Eine Erkältung zu dieser Jahreszeit scheint meist harmlos: die Nase läuft, ein leichtes Kratzen im Hals. Na und? Da kann man doch noch bei Sport und Arbeit 100% geben, denken viele. Tatsächlich kann eine Erkältung jedoch schnell verschleppt werden und zu Folgebeschwerden führen. Damit Ihnen das nicht passiert, sollten Sie sich richtig auskurieren!
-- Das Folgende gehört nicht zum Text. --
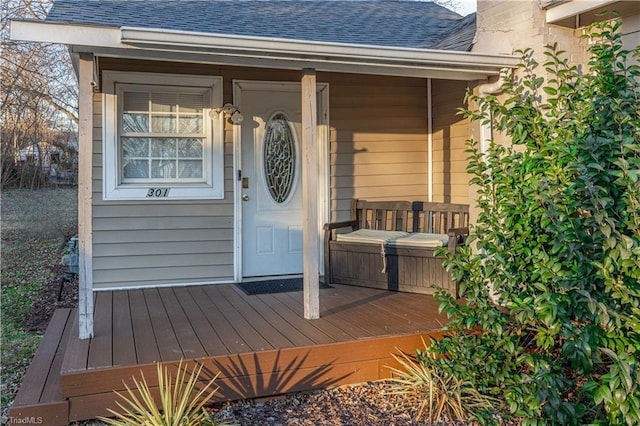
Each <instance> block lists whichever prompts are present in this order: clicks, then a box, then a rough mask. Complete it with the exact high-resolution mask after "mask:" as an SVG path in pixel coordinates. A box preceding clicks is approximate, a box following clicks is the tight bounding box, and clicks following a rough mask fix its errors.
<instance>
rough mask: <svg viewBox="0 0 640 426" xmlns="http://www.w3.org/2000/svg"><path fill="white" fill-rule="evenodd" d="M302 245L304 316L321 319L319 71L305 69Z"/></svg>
mask: <svg viewBox="0 0 640 426" xmlns="http://www.w3.org/2000/svg"><path fill="white" fill-rule="evenodd" d="M301 86H302V243H303V264H304V267H303V273H304V278H303V298H304V317H305V318H306V319H316V318H320V283H319V265H318V258H319V252H318V173H319V170H318V134H317V128H318V107H317V105H318V102H317V95H316V90H317V89H316V71H315V70H314V69H303V70H302V78H301Z"/></svg>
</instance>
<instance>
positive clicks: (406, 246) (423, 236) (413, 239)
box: [388, 232, 449, 247]
mask: <svg viewBox="0 0 640 426" xmlns="http://www.w3.org/2000/svg"><path fill="white" fill-rule="evenodd" d="M388 244H389V245H390V246H396V247H442V246H446V245H447V244H449V235H447V234H429V233H426V232H415V233H412V234H409V235H407V236H405V237H401V238H397V239H395V240H393V241H389V242H388Z"/></svg>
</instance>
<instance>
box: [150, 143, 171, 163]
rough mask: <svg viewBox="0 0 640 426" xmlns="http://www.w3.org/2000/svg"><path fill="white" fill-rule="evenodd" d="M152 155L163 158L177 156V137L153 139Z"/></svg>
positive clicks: (153, 156)
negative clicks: (176, 138) (176, 150)
mask: <svg viewBox="0 0 640 426" xmlns="http://www.w3.org/2000/svg"><path fill="white" fill-rule="evenodd" d="M151 156H152V157H161V158H174V159H175V158H176V140H175V139H151Z"/></svg>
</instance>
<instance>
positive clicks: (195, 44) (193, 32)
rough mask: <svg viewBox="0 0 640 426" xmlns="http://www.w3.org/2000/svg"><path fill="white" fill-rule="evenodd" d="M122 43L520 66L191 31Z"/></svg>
mask: <svg viewBox="0 0 640 426" xmlns="http://www.w3.org/2000/svg"><path fill="white" fill-rule="evenodd" d="M122 42H123V43H128V44H148V45H172V46H185V47H196V48H215V49H228V50H232V51H233V50H245V51H253V52H261V53H270V54H273V55H274V56H278V55H295V56H301V57H307V58H313V57H317V56H320V57H339V58H351V59H365V60H372V59H375V60H377V61H380V62H392V61H393V62H396V61H397V62H403V61H410V62H413V63H416V62H418V63H442V64H447V65H454V66H456V65H458V66H479V67H491V68H493V67H496V66H498V67H502V66H507V65H505V63H508V64H509V65H515V64H517V62H518V60H517V59H516V60H515V62H513V59H514V57H513V56H511V55H495V54H483V53H469V52H454V51H444V50H430V49H415V48H400V47H388V46H369V45H358V44H343V43H321V42H316V41H306V40H288V39H278V38H267V37H243V36H230V35H220V34H203V33H195V32H188V31H170V30H161V29H146V28H129V27H123V28H122Z"/></svg>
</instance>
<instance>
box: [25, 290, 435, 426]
mask: <svg viewBox="0 0 640 426" xmlns="http://www.w3.org/2000/svg"><path fill="white" fill-rule="evenodd" d="M320 308H321V309H320V315H321V317H320V318H319V319H315V320H305V319H304V318H303V303H302V292H287V293H275V294H263V295H253V296H247V295H246V294H244V293H243V292H241V291H240V290H239V289H238V288H237V287H236V286H232V285H215V286H214V285H211V286H185V287H176V288H171V287H167V288H155V289H144V290H135V289H134V290H120V291H113V292H104V294H103V293H102V292H100V293H97V294H96V297H95V320H96V322H97V324H96V336H95V337H94V338H93V339H89V340H82V341H81V340H79V339H78V338H77V336H78V321H77V314H75V315H73V316H69V317H68V321H67V324H66V326H65V328H64V331H63V334H64V335H65V336H68V340H69V341H68V344H67V345H66V353H65V354H64V360H63V361H61V359H62V354H61V353H60V352H61V351H59V350H58V353H59V356H58V359H57V361H55V362H57V364H56V363H55V362H54V363H52V364H50V366H49V368H50V370H47V371H46V376H48V378H47V379H46V380H47V381H48V380H55V376H56V374H55V371H56V370H60V372H61V374H60V375H59V376H58V377H59V385H58V391H59V395H61V396H62V397H63V398H66V399H65V401H66V402H64V404H57V405H55V406H54V407H49V406H47V405H46V404H42V409H43V410H45V409H46V410H48V412H49V413H53V412H56V413H57V414H56V416H58V417H59V416H64V415H65V414H64V413H68V418H69V420H84V419H89V418H92V417H95V416H97V415H104V414H107V413H106V411H105V409H106V408H107V407H114V408H115V406H114V401H115V396H114V394H113V392H112V391H113V390H123V389H124V383H128V384H129V385H131V384H132V382H131V377H132V376H136V377H139V376H140V372H141V371H142V372H143V373H144V375H145V377H146V378H147V380H148V382H149V384H150V386H152V387H153V386H157V380H156V379H155V370H156V364H155V363H156V362H159V361H162V362H168V363H170V364H174V365H177V363H178V362H179V360H180V359H181V358H184V359H186V360H187V361H188V363H190V364H189V365H194V362H198V363H203V364H204V366H205V368H206V369H207V371H209V372H211V373H212V374H214V373H217V372H220V373H221V375H220V377H219V379H218V381H217V384H218V385H219V386H220V387H221V390H220V393H219V395H218V396H217V398H218V399H221V400H224V399H229V398H231V399H237V398H251V397H257V396H268V395H274V394H280V393H283V392H290V391H293V390H303V389H312V388H318V387H325V386H334V385H341V384H347V383H359V382H362V381H367V380H377V379H379V378H382V377H387V376H388V374H389V371H388V368H387V367H386V366H387V365H392V364H393V362H394V361H393V358H392V357H391V353H392V352H394V351H395V350H396V348H402V350H407V351H411V350H414V349H415V348H418V347H420V346H421V345H422V339H423V338H424V339H427V340H428V338H429V336H431V335H438V333H439V332H438V331H437V330H439V329H440V327H441V324H442V323H444V322H445V321H446V320H445V318H444V317H443V316H442V315H439V314H438V313H437V303H436V302H435V301H434V300H433V298H432V297H431V296H427V295H418V294H404V293H397V292H388V291H384V290H377V289H371V288H365V287H350V286H343V285H334V286H333V288H328V289H321V290H320ZM58 315H59V314H58ZM98 322H99V324H98ZM48 339H49V340H51V338H48ZM54 340H55V339H54ZM51 344H53V343H51ZM46 346H49V345H48V344H47V345H46ZM46 350H48V351H52V350H53V349H51V348H49V349H46ZM103 351H104V352H105V353H101V352H103ZM44 368H45V367H41V370H43V371H44ZM38 380H42V379H38ZM154 380H156V382H155V383H154ZM27 384H28V383H27ZM48 392H51V393H50V394H49V395H50V396H51V397H53V396H54V394H55V392H54V391H53V390H50V391H48ZM36 408H37V407H36ZM29 409H31V408H29ZM55 410H57V411H55ZM29 412H30V413H31V412H33V411H29ZM61 424H63V423H61Z"/></svg>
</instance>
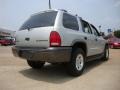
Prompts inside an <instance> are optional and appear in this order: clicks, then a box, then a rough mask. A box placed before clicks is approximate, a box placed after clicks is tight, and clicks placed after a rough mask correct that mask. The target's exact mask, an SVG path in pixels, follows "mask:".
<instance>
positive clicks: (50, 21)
mask: <svg viewBox="0 0 120 90" xmlns="http://www.w3.org/2000/svg"><path fill="white" fill-rule="evenodd" d="M56 15H57V12H56V11H52V12H44V13H41V14H37V15H34V16H31V17H30V18H29V19H28V20H27V21H26V22H25V23H24V24H23V25H22V27H21V28H20V30H24V29H29V28H36V27H46V26H54V22H55V18H56Z"/></svg>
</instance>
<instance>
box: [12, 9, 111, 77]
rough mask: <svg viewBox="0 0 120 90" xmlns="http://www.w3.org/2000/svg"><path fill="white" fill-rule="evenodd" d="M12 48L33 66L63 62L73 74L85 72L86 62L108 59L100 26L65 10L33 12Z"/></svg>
mask: <svg viewBox="0 0 120 90" xmlns="http://www.w3.org/2000/svg"><path fill="white" fill-rule="evenodd" d="M12 51H13V54H14V56H17V57H20V58H24V59H26V60H27V63H28V65H29V66H31V67H32V68H34V69H37V68H41V67H43V66H44V64H45V62H49V63H64V64H66V66H67V70H68V71H69V73H70V74H71V75H73V76H79V75H81V74H82V72H83V70H84V67H85V62H87V61H90V60H95V59H102V60H103V59H104V60H108V58H109V49H108V43H107V41H105V40H104V39H103V37H102V36H101V35H100V34H99V32H98V31H97V29H96V28H95V27H94V26H93V25H92V24H90V23H88V22H86V21H85V20H83V19H82V18H81V17H79V16H77V15H72V14H70V13H68V12H67V11H65V10H48V11H43V12H40V13H37V14H34V15H32V16H31V17H30V18H29V19H28V20H27V21H26V22H25V23H24V24H23V25H22V26H21V28H20V30H18V31H17V33H16V46H14V47H12Z"/></svg>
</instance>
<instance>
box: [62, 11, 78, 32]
mask: <svg viewBox="0 0 120 90" xmlns="http://www.w3.org/2000/svg"><path fill="white" fill-rule="evenodd" d="M63 26H64V27H65V28H69V29H73V30H79V26H78V21H77V18H76V17H75V16H72V15H69V14H67V13H64V14H63Z"/></svg>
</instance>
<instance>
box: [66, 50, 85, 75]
mask: <svg viewBox="0 0 120 90" xmlns="http://www.w3.org/2000/svg"><path fill="white" fill-rule="evenodd" d="M84 67H85V53H84V51H83V50H82V49H80V48H78V49H76V50H75V51H74V52H73V54H72V58H71V61H70V62H69V63H68V71H69V73H70V75H72V76H79V75H81V74H82V73H83V70H84Z"/></svg>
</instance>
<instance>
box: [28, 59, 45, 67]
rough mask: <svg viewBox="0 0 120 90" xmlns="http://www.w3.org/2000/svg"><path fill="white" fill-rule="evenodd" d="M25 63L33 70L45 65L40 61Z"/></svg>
mask: <svg viewBox="0 0 120 90" xmlns="http://www.w3.org/2000/svg"><path fill="white" fill-rule="evenodd" d="M27 63H28V65H29V66H30V67H32V68H34V69H39V68H42V67H43V66H44V64H45V62H41V61H30V60H27Z"/></svg>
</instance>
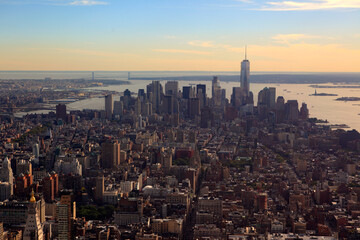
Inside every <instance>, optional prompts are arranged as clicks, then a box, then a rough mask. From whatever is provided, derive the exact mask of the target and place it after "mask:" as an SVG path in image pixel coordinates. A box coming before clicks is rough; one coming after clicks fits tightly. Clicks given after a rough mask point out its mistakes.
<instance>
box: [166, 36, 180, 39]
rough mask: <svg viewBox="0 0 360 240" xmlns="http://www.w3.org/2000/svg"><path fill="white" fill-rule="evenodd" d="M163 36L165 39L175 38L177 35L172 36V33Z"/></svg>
mask: <svg viewBox="0 0 360 240" xmlns="http://www.w3.org/2000/svg"><path fill="white" fill-rule="evenodd" d="M164 38H165V39H176V38H177V37H176V36H173V35H165V36H164Z"/></svg>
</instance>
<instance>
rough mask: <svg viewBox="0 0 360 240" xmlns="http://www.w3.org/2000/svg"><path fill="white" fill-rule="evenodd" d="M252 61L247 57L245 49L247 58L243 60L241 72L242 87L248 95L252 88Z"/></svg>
mask: <svg viewBox="0 0 360 240" xmlns="http://www.w3.org/2000/svg"><path fill="white" fill-rule="evenodd" d="M249 78H250V62H249V60H247V59H246V49H245V60H243V61H242V62H241V74H240V87H241V89H242V91H243V93H244V94H246V96H249V89H250V82H249Z"/></svg>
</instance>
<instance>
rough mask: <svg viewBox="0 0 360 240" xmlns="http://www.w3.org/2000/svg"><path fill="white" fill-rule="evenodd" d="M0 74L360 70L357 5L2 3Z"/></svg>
mask: <svg viewBox="0 0 360 240" xmlns="http://www.w3.org/2000/svg"><path fill="white" fill-rule="evenodd" d="M0 21H1V24H0V32H1V38H0V71H8V70H12V71H17V70H31V71H36V70H39V71H41V70H46V71H77V70H79V71H238V70H239V63H240V61H241V60H242V59H243V58H244V46H245V45H247V48H248V58H249V59H250V61H251V62H252V64H251V70H252V71H286V72H292V71H294V72H302V71H303V72H360V67H359V66H360V0H345V1H339V0H312V1H302V0H301V1H269V2H266V1H251V0H250V1H236V0H199V1H190V0H184V1H169V0H154V1H148V0H138V1H130V0H121V1H115V0H107V1H105V0H104V1H84V0H83V1H73V0H36V1H35V0H28V1H22V0H13V1H7V0H0Z"/></svg>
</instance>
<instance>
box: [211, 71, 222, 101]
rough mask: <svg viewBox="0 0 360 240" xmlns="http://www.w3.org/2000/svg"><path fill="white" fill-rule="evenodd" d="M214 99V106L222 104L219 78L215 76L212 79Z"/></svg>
mask: <svg viewBox="0 0 360 240" xmlns="http://www.w3.org/2000/svg"><path fill="white" fill-rule="evenodd" d="M212 100H213V105H214V106H220V105H221V87H220V82H219V78H218V77H216V76H214V78H213V81H212Z"/></svg>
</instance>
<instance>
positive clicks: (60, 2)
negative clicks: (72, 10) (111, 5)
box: [0, 0, 108, 6]
mask: <svg viewBox="0 0 360 240" xmlns="http://www.w3.org/2000/svg"><path fill="white" fill-rule="evenodd" d="M0 4H16V5H25V4H26V5H30V4H36V5H55V6H94V5H107V4H108V2H107V1H102V0H101V1H97V0H31V1H30V0H26V1H25V0H0Z"/></svg>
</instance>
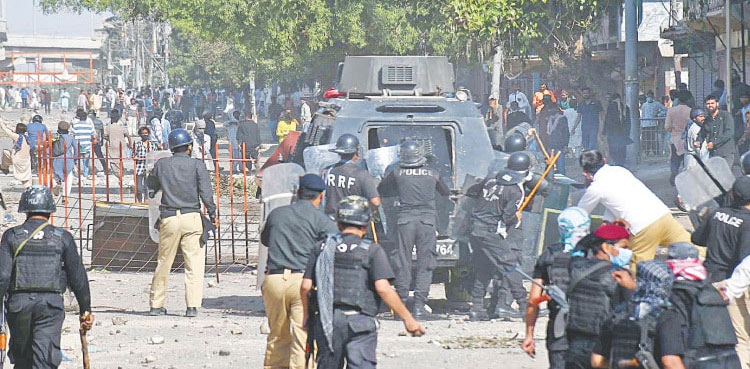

Erkältung: Symptome und Folgeerkrankungen

Während sich eine Grippe ganz plötzlich durch starke Kopf- und Gliederschmerzen sowie hohes Fieber bemerkbar macht, schleicht sich eine Erkältung meist langsam in den Körper. Auch wenn Verlauf, Intensität und Dauer der Symptome ganz individuell sind, erleben Erkältete meist diese Symptom-Palette:

  • Leichte Schmerzen und Kratzen im Hals
  • Schnupfen
  • Heiserkeit (Kehlkopfentzündung)
  • Husten (Bronchitis)
  • Abgeschlagenheit und Müdigkeit
  • Kopfschmerzen
  • Leichtes Fieber (natürliche Abwehrreaktion des Körpers)

Zunächst handelt es sich bei Erkältungen um eine Infektion der oberen Atemwege. Dieser virale Effekt kann jedoch zusätzlich zu einer Infektion mit Bakterien führen. Mittelohr- oder Nasennebenhöhlenentzündungen zählen zu typischen Komplikationen einer Erkältung. Lungenentzündungen sind hingegen oft auf derlei bakterielle Folgeinfektionen zurückzuführen. Sollte sich nach einer Woche noch keine Besserung der Erkältungssymptome eingestellt haben oder sogar Komplikationen (Atemnot, hohes Fieber, starke Ohren- oder Halsschmerzen) hinzugekommen sein, dann besprechen Sie dies mit Ihrem Arzt.

8 Tipps zum Auskurieren der Erkältung

All diese Folgebeschwerden zeigen, wie wichtig das richtige Auskurieren einer zunächst harmlos wirkenden Erkältung ist. Bei leichter Symptomatik ohne Komplikationen heilen die Beschwerden oft auch ohne Medikamente ab. Beherzigen Sie die folgenden 8 Tipps zum richtigen – und schnellstmöglichen – Auskurieren Ihrer Erkältung:

  1. Aktives Ausruhen – Gönnen Sie Körper und Kopf Erholung!
  2. Viel Wasser und Tee trinken!
  3. Inhalationen gegen den Husten (mit ätherischen Ölen, Thymian oder Salbei)
  4. Pflanzliche Stoffe zur Schleimlösung und gegen den Hustenreiz
  5. Salbeipastillen gegen Halsschmerzen
  6. Inhalieren gegen den Schnupfen mit warmen Dampf (dazu Salze oder ätherische Öle)
  7. Abschwellende Nasentropfen nur zur kurzfristigen Linderung nutzen
  8. Salben gegen die wunde Nase

Auch an die Präventivtipps gegen Erkältungen – Stoßlüften, richtig Hände waschen, immunstärkende Ernährung – sollten Sie jeden Tag denken, um sich zu schonen und niemand anders anzustecken!

Mögliche Ursachen der Erkältung

Auslöser einer Erkältung bildet die Infektion durch Viren. Nichtsdestotrotz können Kälte und Nässe in Herbst und Winter einen Schnupfen beschleunigen. Alle Faktoren, die Ihr Immunsystem schwächen könnten, sind somit zusätzliche Risikofaktoren – dazu gehören nicht nur Verkühlungen, sondern auch Schlafstörungen, Stress und sonstige Erkrankungen. Gerade im Büro oder beim Sport, sobald viele Menschen in den vier Wänden zusammenkommen, kann das Anstecken per Tröpfcheninfektion schnell passieren. Dazu braucht Ihr Arbeitskollege nicht direkt vor Ihnen Husten oder Nießen – die Erreger über Luft oder Türgriffe gelangen am Ende das Tages durch Ihre Hände an Schleimhäute von Nase, Augen oder Mund. Und schon ist die Erkältung vorprogrammiert.